La incredulidad dio paso a la rabia y al desconcierto. Okela cerró los ojos para aplacar su cólera. Su mejor arma, los prisioneros, habían sido entregados. La fortaleza era más inexpugnable que nunca, ya que su defensa ahora era más factible gracias a los cerca de quinientos guerreros que él mismo les había brindado. Los kantabroi se quejaban amargamente, muchos amenazaban con volver a sus tierras. Decían que la expedición había sido una locura, y ahora que tanto esfuerzo no había servido de nada la disciplina comenzó a resquebrajarse mientras rompían tinajas y rasgaban sacos, incrédulos ante el ardid de los vacceos que reían a carcajadas desde sus murallas. Los kantabroi se sentían ridículos, menospreciados, como siempre. Pero las risas de los vacceos no tardaron en remitir y fueron mudando en gritos de alarma. En diferentes puntos del poblado comenzaron a surgir pequeños incendios que se extendían con rapidez de casa en casa.

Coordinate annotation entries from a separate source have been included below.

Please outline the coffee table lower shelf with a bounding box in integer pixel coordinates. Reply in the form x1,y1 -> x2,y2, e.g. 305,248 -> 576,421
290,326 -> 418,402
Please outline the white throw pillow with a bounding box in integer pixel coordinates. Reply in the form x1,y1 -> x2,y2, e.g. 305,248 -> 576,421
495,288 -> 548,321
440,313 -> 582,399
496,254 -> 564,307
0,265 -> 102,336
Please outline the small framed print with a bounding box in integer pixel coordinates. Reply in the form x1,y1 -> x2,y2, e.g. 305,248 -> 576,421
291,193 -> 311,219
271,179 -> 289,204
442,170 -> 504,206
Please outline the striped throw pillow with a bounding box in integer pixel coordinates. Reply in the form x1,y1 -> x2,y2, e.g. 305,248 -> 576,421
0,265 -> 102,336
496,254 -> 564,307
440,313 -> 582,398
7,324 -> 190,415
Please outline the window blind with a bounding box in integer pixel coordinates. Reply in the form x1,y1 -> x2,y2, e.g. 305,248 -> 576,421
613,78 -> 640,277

Nadie se había percatado de que, de una a una al principio, luego de dos en dos y después de tres en tres, decenas de palomas surcaban los aires en dirección al poblado. Las palomas siempre vuelven a su lugar de procedencia. Okela, cargado de rabia, había ido al lugar donde se mantenían encerradas las aves y les había atado a las patas pequeñas cuerdas que acababan en teas ardiendo. Viendo lo que hacía su comandante, Jantipo y Pantites se apresuraron a ayudarle. Las palomas, intentando huir del fuego, buscaban refugio en sus nidos y escondites; cuando las llamas se extendían, saltaban de casa en casa avivándolas con sus aleteos sin saberlo y sembrando el caos y la destrucción. El intenso calor hacía el resto.

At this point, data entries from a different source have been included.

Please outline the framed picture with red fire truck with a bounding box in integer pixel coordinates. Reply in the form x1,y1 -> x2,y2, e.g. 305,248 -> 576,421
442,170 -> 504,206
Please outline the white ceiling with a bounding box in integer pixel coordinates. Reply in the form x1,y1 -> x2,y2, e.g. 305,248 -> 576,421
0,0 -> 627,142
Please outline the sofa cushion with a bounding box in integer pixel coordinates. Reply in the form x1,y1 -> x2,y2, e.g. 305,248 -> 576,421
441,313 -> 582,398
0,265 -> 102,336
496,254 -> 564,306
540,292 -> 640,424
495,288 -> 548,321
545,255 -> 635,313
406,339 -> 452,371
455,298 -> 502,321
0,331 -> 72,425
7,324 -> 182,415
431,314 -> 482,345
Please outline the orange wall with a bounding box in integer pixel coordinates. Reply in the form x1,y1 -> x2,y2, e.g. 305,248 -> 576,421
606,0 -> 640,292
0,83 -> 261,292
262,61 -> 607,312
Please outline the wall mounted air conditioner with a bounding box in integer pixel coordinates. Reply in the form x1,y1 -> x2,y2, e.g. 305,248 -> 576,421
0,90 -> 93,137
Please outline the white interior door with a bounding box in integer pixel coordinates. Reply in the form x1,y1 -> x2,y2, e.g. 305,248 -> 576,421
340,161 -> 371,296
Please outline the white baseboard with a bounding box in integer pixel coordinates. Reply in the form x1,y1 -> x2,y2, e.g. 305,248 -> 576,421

La disciplina se restituyó entre los kantabroi, aunque sólo fuese por pura admiración hacia los ardides de su jefe y por la impresionante escena que presenciaban. Por la noche aún se veían algunas llamas en el poblado, pero, o bien el fuego había acabado con todo lo que podía devorar, o bien los vacceos habían logrado sofocarlo. Sea como fuere, Okela se reunió con sus lugartenientes. El castro debía caer, y caería como había caído Troya. Esa misma noche se esconderían en las carretas y simularían haberse marchado. Tarde o temprano los bárbaros las meterían de nuevo en su poblado, y de ahí, como Odiseo, saldrían y los aplastarían en su propio recinto. Sin misericordia.

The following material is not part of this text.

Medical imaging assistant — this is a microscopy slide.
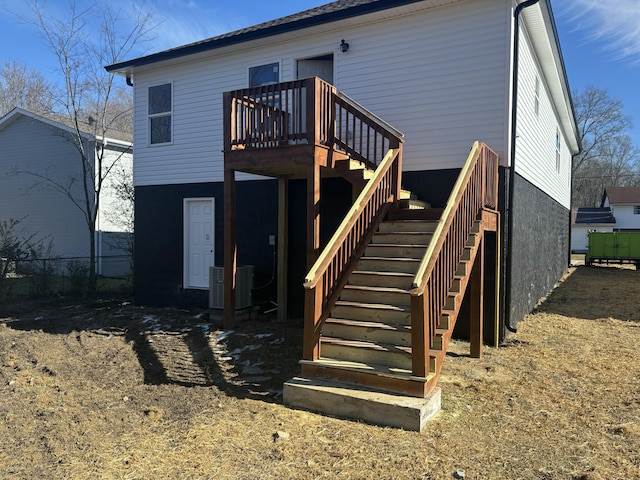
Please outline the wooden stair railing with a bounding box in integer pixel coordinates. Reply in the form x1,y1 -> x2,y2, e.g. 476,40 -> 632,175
410,142 -> 498,385
303,145 -> 402,361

Pero los espartanos nunca llegarían a saber si el nuevo plan del korkótida hubiera sido un éxito, porque las puertas del castro se abrieron a la mañana siguiente y de él comenzaron a salir mujeres y niños que, con un lento y pesado caminar, portaban tinajas, pieles, cestas repletas de harina, y todo tipo de tributos que dejaban a medio camino entre la puerta del castro y los sitiadores. Caminaban agotados y negros de hollín, derrotados y cabizbajos. La procesión duró hasta bien entrada la tarde. Lo habían conseguido.